I ran into the same plink2R installation issue as @jluyapan did at https://github.com/gabraham/plink2R/issues/6#issuecomment-489359462 using R 3.6.1. While this issue could be solved by updating the package a little bit, it seems from https://github.com/gabraham/plink2R/issues/7#issuecomment-443550858 that the plink2R project has been abandoned (@anadon also wanted to use it for FUSION TWAS). The author of plink2R (@gabraham) recommends switching to BEDMatrix at https://cran.r-project.org/web/packages/BEDMatrix/index.html by @agrueneberg.

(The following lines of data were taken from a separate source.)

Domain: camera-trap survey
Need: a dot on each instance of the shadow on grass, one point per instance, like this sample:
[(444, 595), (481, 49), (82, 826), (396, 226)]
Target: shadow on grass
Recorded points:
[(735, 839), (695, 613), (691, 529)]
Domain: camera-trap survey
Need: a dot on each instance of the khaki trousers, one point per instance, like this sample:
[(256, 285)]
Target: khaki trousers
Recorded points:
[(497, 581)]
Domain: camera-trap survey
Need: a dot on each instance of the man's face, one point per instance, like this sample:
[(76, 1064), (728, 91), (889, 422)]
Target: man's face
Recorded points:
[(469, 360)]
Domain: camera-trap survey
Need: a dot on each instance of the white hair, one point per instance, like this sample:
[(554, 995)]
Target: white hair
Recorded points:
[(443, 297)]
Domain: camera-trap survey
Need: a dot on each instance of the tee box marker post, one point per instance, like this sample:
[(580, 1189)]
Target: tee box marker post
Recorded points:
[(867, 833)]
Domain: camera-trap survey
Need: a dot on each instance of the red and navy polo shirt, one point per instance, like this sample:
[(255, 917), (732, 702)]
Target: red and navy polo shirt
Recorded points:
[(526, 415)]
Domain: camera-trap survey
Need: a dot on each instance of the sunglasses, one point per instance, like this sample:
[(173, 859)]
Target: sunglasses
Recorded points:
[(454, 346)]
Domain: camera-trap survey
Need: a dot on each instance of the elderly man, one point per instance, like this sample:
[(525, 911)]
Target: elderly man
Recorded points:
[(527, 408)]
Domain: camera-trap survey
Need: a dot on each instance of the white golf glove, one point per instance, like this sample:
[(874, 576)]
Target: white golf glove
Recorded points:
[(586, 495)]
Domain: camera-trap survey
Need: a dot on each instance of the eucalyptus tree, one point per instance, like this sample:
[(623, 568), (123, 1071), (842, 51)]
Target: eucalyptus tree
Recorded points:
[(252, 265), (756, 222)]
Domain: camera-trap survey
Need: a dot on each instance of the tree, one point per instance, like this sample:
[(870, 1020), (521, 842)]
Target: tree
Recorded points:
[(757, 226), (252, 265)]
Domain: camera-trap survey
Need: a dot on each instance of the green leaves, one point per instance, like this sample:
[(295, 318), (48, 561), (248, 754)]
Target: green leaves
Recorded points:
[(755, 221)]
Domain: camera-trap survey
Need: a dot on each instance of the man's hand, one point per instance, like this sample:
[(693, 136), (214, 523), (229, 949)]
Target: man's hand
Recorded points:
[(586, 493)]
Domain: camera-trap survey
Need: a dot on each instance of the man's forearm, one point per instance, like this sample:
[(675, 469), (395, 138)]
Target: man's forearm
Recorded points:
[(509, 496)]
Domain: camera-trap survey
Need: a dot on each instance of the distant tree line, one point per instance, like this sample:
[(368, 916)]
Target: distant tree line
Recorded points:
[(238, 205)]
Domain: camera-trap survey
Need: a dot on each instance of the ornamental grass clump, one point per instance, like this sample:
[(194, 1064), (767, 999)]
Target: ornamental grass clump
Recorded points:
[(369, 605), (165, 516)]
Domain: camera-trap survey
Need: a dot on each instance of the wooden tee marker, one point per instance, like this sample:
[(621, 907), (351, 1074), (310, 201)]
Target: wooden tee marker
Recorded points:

From https://github.com/gusevlab/fusion_twas/search?q=plink2R&unscoped_q=plink2R I know that you use plink2R in three scripts. From https://github.com/gusevlab/fusion_twas/blob/0ab190e740f4631bb137bd48e5a54ccb2ddda7c9/FUSION.compute_weights.R I can see that you read BED files using impute = 'avg' and use all 3 components returned by plink2R::read_plink().

Can BEDMatrix be used?

I asked myself if BEDMatrix could be used to replace plink2R for FUSION TWAS and it looks like it can, mostly as shown below using R 3.5.3 (where plink2R can be installed without issues).

library('BEDMatrix')
path <- system.file("extdata", "example.bed", 
    package = "BEDMatrix")
m <- BEDMatrix(path)

library('plink2R')
genos <- read_plink(gsub('\\.bed', '', path), impute = 'avg')
lapply(genos, head)

identical(
    ncol(m),
    nrow(genos$bim)
)
identical(
    gsub('_.*', '', colnames(m)),
    genos$bim[, 2]
)

sum(is.na(m2))
sum(is.na(genos$bed))
table(as.vector(m2 - genos$bed), useNA = 'ifany')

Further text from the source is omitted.